El grupo de prófugos despertó en un intérvalo de una hora, veintiséis horas después de acostarse a dormir en la casa de Anselmo Serrano. Se fueron encontrando en la cocina a medida que el sueño reparador los iba abandonando apremiado por la necesidad de ingerir alimentos. En la cocina había de todo para comer, pollo y carne vacuna horneados junto con papas, batatas y zapallos; milanesas guarnecida con puré de papas, guiso de lentejas, estofado de arroz con pollo, pizzas rebozantes de queso mozzarella lista para calentar en el horno, pan casero, empanadas de carne, de pollo y de atún; variados postres: desde flan casero hasta ensalada de frutas. Varias botellas de buen vino, soda, agua mineral y gaseosas esperaban en la mesada para acompañar a las comidas. Todo estaba a disposición de los huéspedes.

-Al parecer, mi padre y Eugenia estuvieron muy ocupados durante el día.

-Cocinaron de todo, ya comí un poco de pollo, de carne al horno, de empanadas y esta es la primera porción de postre, pienso seguir -comentó Franco sonriente, con un plato en la mano de budín de pan con una generosa ración de crema, fue el primero en despertar y encontrar las exquisiteces en la cocina.

-Creo que yo también comenzaré con el pollo -bostezando, coincidió Daniel con la primera elección de Franco y se dirigió a la fuente que contenía el pollo horneado.

-No me perdería por nada el guiso de lentejas de mi padre, es el mejor del mundo, espeso y picante como nadie sabe hacerlo -elogió Alberto el plato abundante que estaba saboreando.

-Elegiré ese guiso - puntó Paula, bostezando al entrar a la cocina- Mi madre no cocina nunca esas cosas ¿Qué hora es?

-Cinco de la mañana -indicó Alberto.

-¡Tan temprano!

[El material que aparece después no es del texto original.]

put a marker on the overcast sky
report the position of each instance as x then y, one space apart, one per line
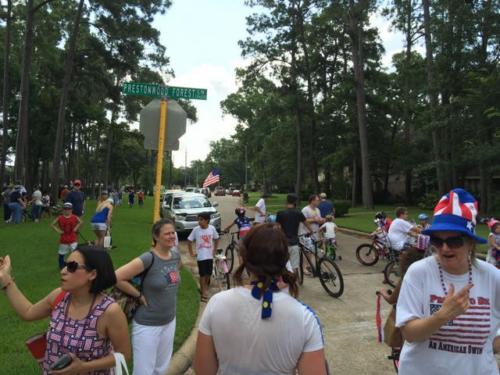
202 37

Me parece haber dormido un día entero.

-Las cinco de la mañana del día siguiente al que nos acostamos -aclaró Daniel sonriente por la confusión de Paula que creyó haber dormido solo dos horas.

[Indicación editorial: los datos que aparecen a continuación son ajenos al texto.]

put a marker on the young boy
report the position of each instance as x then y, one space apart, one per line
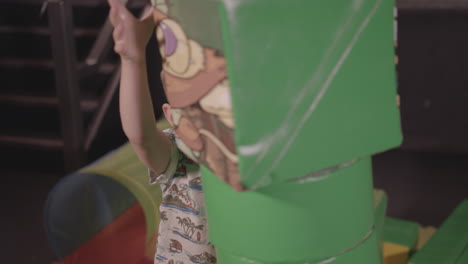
182 236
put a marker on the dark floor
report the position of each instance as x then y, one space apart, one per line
424 187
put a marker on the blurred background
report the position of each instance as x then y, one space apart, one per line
59 110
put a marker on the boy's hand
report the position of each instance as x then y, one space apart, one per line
130 34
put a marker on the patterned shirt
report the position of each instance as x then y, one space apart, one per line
183 234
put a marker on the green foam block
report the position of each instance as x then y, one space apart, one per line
400 232
292 221
450 243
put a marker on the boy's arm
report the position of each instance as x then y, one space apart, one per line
136 110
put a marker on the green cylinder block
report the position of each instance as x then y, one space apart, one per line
367 252
315 218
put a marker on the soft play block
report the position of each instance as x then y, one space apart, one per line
270 90
449 244
400 237
380 210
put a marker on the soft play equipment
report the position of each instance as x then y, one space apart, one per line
105 213
283 103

-¡Tanto dormí! Debe ser la primera vez en mi vida que me pierdo todo un día.

-Debes comer para compensar el tiempo de sueño sin alimentarte -observó Franco, con diagnóstico clínico.

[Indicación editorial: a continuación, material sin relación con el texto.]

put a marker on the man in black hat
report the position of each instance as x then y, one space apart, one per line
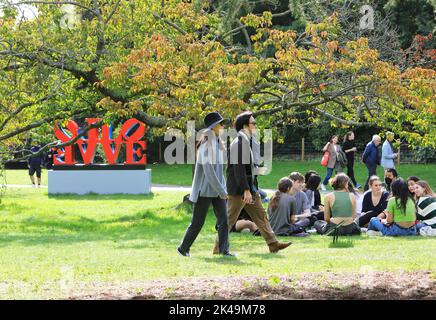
242 183
209 186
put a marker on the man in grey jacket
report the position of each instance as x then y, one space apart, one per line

-Recuerde que también estudio medicina, doctor - replicó ella, demostrando una faceta que hasta el momento no había sacado a relucir. Las heridas cortantes en la cara de Paula, se opacaron y quedaba muy poco del moretón en una de sus mejillas.

-Entonces, señorita estudiante, al acabar la comida revisará la pierna de Alberto, yo supervisaré.

-Tendrán que esperar bastante, no pienso levantarme de esta mesa hasta la hora del almuerzo para comenzar de nuevo -arguyó Alberto, escuchando cómo lo metían en la discusión.

Los cuatro rieron, el descanso y la comida les hacía recuperar sus actitudes habituales y eso era buena señal. Daniel señaló la silla que estaba a su lado y Paula se acomodó en ese lugar al terminar de servirse.

-¿Mi hija duerme? - preguntó Alberto, creyendo que la joven compartía habitación con ella.

-Seguramente - respondió Paula y miró sospechosamente a Franco que no se dio por aludido con esa mirada.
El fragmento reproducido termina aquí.